報告は主に『古龍の血』の代表がした。そして売り物にならないであろう宝箱からのアイテムがテーブルに並ぶ。
「装備品は鑑定へ。そちらの書物は帝国蔵書館行きだな。何となくどちらがどちらで出たのか予想出来るが、こちらは諦めるのが良いだろう」
「仕方ないの。コイツはワシが持って行こう」
「お疲れの所済まないね」
「若さをもらったでな、平気じゃ」
報告をしている間に提出しておいた、地下五階層以下で得た魔石が換金されて配られる。袋に入っているので幾らかは分からないが、それなりに過ごせる額であろうとアウディーは予想した。
「そうじゃ、お主、一緒に帝都に行かんか?何だかんだ言うて今の所コイツはお主のモンじゃ。来んならワシがもろうてしまうぞ?」
「アラグリーラ殿、彼にも都合があるのだし、その様な勧誘はどうかと思う」
「ああ、残念ですが遠慮させてもらいます。これでも帝国から王国への移動中なんですよ。帝都に戻る予定ではあるので途中で顔を合わせる事もあるでしょう」
「そうか、仕方ないのぉ」「アウディー、いつ立つつもりだ」
「数日中には。
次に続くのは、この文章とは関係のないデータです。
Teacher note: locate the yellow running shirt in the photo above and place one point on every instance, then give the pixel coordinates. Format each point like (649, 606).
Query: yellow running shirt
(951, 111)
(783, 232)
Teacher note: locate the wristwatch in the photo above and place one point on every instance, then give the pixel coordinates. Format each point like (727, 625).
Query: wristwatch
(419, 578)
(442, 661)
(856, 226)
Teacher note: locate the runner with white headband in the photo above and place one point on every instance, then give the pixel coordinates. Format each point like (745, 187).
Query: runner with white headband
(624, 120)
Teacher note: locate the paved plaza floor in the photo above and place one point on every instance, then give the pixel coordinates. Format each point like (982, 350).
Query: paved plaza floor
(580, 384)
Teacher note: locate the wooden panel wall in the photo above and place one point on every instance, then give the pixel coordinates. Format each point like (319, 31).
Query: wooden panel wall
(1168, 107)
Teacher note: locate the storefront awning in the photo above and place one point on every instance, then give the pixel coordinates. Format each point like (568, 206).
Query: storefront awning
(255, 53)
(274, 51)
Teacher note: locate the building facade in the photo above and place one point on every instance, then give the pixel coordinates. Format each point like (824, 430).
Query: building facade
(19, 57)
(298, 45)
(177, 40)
今夜は男達と飲み明かす予定だ」
「…そうか。ランクアップ依頼の達成証明書を受け取りに来い。でなければずっとランク3のままだからな?」
「コイツ…」「ランク3…であったな…」
ちなみに2人は揃ってランク6であり、2人はその後、揃って夜の街に消えた。
「やはり私の目に狂いは無かったな!卿はやる男だと思っていたぞ!」
「ケーってなんだあ?」
「気にひちゃラメよ~」
一方アウディーはと言うと、冒険者ならここに居ると評判の酒場で宴に興じた。
「ほれ!若いんじゃからもっとイかんかっ!」
「は、はぁ」
─若くないのに飲み過ぎだろうが…─
「先生…っ!中位魔法の…っ!分類について…っ!」「酒の場で話す事かっ」「お姉さんエールお願いしまーすっ」
臨時パーティーだけでなく、露払い組や魔道士ギルドの面々も同席し、明け近くまで酒場に迷惑を掛けるのであった。
命を懸けた恐怖を生還の喜びに変えるため、彼等は寝る間を惜しんで騒ぎ、食べ、ジョッキを空ける。寝て起きて、死んでいたら嫌だから。
「うぐ…クソが……」
寝て起きて、宿屋のベッドで悶え苦しむアウディーは、この苦しみが皆平等であれと心から神に願った。